Painter spoke into the microphone. “We’ve already taken out your man, Mapplethorpe, and hidden the girl where you won’t find her.”
“Is that so?” Mapplethorpe sniffed a bit at the air. “I see you’ve activated Sigma’s fail-safe program.”
Painter felt a chill. The man had obtained more than just their base schematics; he’d tapped deep into their protocols. Sean had warned him about Mapplethorpe. The bastard had his fingers everywhere, a black spider dancing in the intelligence web. His oily and bland demeanor hid a much more dangerous core.
“And I believe you’ve set the timer for zero one hundred,” Mapplethorpe said, confirming the depths of his intel. “We’ve been unable to decrypt the code to stop it, but something tells me we won’t have to. Not with my holding twenty hostages above. Twenty of your men and women. With families and lives beyond these walls. I don’t think you’ve got the brass balls to let them die, to be slain by your own hand. Whereas I—”

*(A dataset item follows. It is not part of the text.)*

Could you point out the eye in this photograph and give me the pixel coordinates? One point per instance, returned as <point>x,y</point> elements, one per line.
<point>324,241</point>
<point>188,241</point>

Mapplethorpe lifted his gun to the back of Sean’s head.
“—have no such qualms.”
The man fired. The pistol blast overloaded the speakers, turning into a digital pop and squawk. Sean fell to his knees, then to the floor.
Painter’s chest tightened, unable to take a breath. Disbelief rang through him. A part of him expected Sean to stand back up, to shake off the attack. But just as quickly, a flame as hot as the coming firestorm burned through Painter. Stunned at the man’s brutality and callousness, Painter could form no words.
Unlike his adversary.
Mapplethorpe’s voice returned. “We’re coming for that girl, Director. And no one is going to stop us.”
18
September 7, 10:38 A.M.
Pripyat, Ukraine
Gray secured the black belt over the Russian field jacket, camouflaged in forest green. He stamped his feet more securely into the boots. Kowalski tossed him a furred cap. The stolen uniform fit decently, but his partner’s outfit looked ready to burst at the seams. The two Russian soldiers, stripped to their underclothes, had been posted at the front of the jailhouse. Caught by surprise, it had not been hard to knock them out and secure the uniforms.
“Let’s go,” Gray said and headed to a motorcycle.